Opening up views of the Town Hall, the Museum and Art Gallery, Chamberlain Square and Victoria Square – as well as removing part of the gyratory road network – affords huge opportunities. Glenn Howells Architects, Argent and the City Council are to be congratulated on this initial and early work.

But the opportunity is far greater still – and goes beyond sight-lines and pedestrian flow.

Here at the centre of the city, we have a chance to create a world showcase of environmentally sustainable buildings that are high in their efficiency and low in their energy consumption – and that are constructed for the very long-term. We need a built environment that matches the durability and longevity of the surrounding 19th century architecture and complements Mayor Joseph Chamberlain’s original vision.

We must not, indeed can not, contemplate that these buildings will disappear in thirty five years.

They must be there and admired for generations to come.
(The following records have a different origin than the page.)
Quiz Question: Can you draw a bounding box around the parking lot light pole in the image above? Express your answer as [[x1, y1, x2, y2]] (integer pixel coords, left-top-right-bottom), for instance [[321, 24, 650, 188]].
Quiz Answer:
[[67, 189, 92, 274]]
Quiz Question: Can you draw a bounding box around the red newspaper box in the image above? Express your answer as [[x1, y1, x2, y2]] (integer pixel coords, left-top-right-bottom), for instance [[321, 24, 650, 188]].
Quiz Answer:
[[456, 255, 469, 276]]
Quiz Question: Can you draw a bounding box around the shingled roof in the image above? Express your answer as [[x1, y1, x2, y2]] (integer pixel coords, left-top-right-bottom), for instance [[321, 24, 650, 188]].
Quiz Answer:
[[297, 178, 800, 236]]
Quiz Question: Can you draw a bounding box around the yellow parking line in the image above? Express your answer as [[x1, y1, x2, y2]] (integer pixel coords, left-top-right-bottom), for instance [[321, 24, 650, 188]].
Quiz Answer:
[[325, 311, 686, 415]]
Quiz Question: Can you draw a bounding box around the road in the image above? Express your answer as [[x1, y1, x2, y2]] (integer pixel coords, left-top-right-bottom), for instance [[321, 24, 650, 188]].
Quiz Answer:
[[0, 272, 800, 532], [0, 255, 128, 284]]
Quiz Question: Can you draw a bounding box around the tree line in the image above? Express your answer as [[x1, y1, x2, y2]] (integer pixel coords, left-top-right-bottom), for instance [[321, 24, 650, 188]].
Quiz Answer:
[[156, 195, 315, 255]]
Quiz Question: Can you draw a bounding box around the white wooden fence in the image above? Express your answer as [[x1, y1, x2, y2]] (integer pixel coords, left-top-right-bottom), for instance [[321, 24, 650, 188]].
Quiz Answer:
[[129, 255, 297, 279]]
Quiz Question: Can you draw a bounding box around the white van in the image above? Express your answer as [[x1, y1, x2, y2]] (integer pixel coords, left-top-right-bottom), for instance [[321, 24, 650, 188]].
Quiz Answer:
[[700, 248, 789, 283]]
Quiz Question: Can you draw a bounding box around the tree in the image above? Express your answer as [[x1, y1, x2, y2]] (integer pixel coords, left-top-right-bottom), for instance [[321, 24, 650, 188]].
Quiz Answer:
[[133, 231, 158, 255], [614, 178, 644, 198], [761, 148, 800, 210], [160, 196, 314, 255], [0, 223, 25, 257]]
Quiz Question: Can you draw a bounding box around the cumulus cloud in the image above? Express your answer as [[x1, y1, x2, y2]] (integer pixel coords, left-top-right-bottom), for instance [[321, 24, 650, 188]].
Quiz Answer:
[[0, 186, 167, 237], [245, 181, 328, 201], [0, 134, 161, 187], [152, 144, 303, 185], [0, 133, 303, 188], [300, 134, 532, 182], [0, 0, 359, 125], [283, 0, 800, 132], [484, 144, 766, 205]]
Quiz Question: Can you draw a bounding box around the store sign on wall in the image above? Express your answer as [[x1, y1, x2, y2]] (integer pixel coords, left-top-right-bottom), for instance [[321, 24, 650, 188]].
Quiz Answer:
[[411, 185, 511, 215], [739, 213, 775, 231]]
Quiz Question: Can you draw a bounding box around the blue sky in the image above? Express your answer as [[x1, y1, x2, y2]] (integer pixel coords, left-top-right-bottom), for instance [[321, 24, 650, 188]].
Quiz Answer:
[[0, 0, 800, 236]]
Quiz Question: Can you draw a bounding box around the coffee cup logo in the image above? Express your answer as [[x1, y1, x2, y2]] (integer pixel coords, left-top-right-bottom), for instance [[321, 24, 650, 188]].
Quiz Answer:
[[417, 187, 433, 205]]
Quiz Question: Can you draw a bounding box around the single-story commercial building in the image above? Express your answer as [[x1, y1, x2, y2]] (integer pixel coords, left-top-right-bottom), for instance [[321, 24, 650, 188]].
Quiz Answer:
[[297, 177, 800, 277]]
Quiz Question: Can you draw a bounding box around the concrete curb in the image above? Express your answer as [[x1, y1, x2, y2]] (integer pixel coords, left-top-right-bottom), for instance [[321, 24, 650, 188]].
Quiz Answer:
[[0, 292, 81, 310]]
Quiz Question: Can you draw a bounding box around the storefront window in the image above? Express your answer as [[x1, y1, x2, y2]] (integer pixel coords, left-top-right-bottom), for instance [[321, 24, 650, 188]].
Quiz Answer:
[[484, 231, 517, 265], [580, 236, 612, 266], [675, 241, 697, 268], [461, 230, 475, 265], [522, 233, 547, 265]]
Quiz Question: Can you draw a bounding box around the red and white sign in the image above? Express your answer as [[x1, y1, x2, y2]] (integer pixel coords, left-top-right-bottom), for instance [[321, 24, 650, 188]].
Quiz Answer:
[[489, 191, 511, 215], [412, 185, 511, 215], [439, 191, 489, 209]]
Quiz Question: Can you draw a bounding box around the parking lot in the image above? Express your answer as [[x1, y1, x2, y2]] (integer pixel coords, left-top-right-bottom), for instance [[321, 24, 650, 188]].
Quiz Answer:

We need also to ensure that those youngsters that are currently studying in Birmingham schools and colleges, and who at times might think that the opportunities for work and fulfilment seem pretty bleak, are amongst those who design them, build them and, in due course, occupy them. Birmingham’s graduates of today must play a part in this development of tomorrow. In a city of innovation, there should be no desire and certainly no need to import skills and talent when those skills are already here.

This exciting development is at the heart of our city. We must ensure that it is our city, our people and future generations that benefit.